Каро зажигает свечку на панаттоне, купленном, как видно, в супермаркете у нее через дорогу. Супермаркет у них немецкий, а вот панаттоне, если изображение в скайпе не врет, от того же поставщика, что импортируют и к нам.
Припоминаю, что она никогда не любила печь, как, собственно, и я. Моим извечным оправданием поначалу было «некогда», теперь же - «не для кого». А Каро оправданий даже не искала – не перед кем оправдываться. Вообще, сейчас мне кажется, что что-то вывело ее из равновесия.
Мы чокаемся с веб-камерами, я вместо панаттоне грызу фисташки. Шарю, нет ли у меня еще чего. Надеюсь, Миха не подсунул мне тайком мишек? Воспоминание о них лезет в меня, выдавливая непроизвольно-смущенный смех, попутно меня передергивает до мании преследования. Я судорожно копаюсь в сумке под пристальным взглядом Каро, потягивающей свое – другое, но тоже красное.
Мишек, естественно, в моей сумке нет, как нет людей, выдуманных с горя или вследствие психоза. Вместо мишек нащупываю сотовый и машинально извлекаю его из сумки. И тут же чувствую, что от моего сотового... пахнет.

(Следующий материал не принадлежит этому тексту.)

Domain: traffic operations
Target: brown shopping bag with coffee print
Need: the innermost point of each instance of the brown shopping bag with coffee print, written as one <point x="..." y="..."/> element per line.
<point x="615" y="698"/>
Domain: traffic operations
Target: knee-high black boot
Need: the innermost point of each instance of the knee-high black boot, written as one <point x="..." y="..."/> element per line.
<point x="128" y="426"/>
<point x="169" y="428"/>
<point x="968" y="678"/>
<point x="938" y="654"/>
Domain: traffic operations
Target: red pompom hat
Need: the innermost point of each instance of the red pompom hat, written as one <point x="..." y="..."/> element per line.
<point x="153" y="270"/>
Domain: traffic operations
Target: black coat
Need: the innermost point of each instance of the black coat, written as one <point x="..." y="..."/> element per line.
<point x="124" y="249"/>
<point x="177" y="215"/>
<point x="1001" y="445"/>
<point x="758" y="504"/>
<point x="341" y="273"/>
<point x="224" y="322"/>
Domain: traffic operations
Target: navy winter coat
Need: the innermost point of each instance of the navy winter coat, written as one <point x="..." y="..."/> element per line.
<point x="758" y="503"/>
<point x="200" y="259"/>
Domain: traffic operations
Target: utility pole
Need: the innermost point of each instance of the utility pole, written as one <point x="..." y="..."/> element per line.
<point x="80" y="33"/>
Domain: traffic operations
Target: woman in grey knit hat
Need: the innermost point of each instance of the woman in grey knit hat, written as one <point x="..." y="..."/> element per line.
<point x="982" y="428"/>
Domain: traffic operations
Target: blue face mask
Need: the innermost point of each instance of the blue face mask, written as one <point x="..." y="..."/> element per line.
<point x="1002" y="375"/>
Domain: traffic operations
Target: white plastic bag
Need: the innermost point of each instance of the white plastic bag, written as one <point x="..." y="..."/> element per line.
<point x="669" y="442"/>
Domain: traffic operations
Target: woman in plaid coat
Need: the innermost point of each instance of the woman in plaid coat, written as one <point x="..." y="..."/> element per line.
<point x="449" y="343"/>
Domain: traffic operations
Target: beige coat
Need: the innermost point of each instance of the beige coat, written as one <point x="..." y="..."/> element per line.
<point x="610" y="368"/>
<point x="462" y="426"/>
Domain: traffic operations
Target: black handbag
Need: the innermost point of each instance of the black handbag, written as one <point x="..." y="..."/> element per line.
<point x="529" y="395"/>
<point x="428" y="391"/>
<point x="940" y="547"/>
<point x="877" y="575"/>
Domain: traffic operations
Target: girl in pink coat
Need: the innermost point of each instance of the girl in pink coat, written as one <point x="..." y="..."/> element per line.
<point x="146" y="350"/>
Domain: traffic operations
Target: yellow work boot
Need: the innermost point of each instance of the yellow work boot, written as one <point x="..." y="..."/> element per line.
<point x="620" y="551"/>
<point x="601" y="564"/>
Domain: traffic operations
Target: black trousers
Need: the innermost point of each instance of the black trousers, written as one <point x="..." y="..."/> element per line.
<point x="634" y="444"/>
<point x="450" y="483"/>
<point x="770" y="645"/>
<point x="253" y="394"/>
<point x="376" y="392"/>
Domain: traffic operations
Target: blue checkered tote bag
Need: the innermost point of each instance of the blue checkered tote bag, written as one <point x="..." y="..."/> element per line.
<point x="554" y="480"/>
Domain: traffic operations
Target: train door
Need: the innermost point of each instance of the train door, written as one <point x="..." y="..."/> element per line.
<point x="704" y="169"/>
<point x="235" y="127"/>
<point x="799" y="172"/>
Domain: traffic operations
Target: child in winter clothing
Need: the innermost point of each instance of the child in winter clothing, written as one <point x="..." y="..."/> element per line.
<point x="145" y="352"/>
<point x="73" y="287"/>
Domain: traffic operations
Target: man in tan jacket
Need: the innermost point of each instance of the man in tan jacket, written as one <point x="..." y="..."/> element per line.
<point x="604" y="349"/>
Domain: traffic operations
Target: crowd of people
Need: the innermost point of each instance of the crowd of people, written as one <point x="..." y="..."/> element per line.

Запах отнюдь не неприятный, да и – нет, чужим его не назовешь. Я знаю его. Он, запах, был со мной близок, как и его источник. Он просто... новый. Ново то, что мой смарт пахнет этой смесью туалетной воды и сигарет и такой типично-мужской, резковатой свежестью.
Взъерошенная свежесть, окрещиваю я этот фрэгренс, улыбаясь темному дисплею. Не спешу его трогать или вообще что-либо в нем сейчас менять. Пусть побудет, как есть, а то мало ли – вдруг что-то там нарушу и уничтожу запах. Не хотелось бы – зачем-то же ведь он его мне оставил. Мужики это любят – помечать территорию. Значит, его территория – я? А сотка – подобие телеметрического датчика в заповеднике. Забавно. И отчего только мне кажется, что такое ему не чуждо?..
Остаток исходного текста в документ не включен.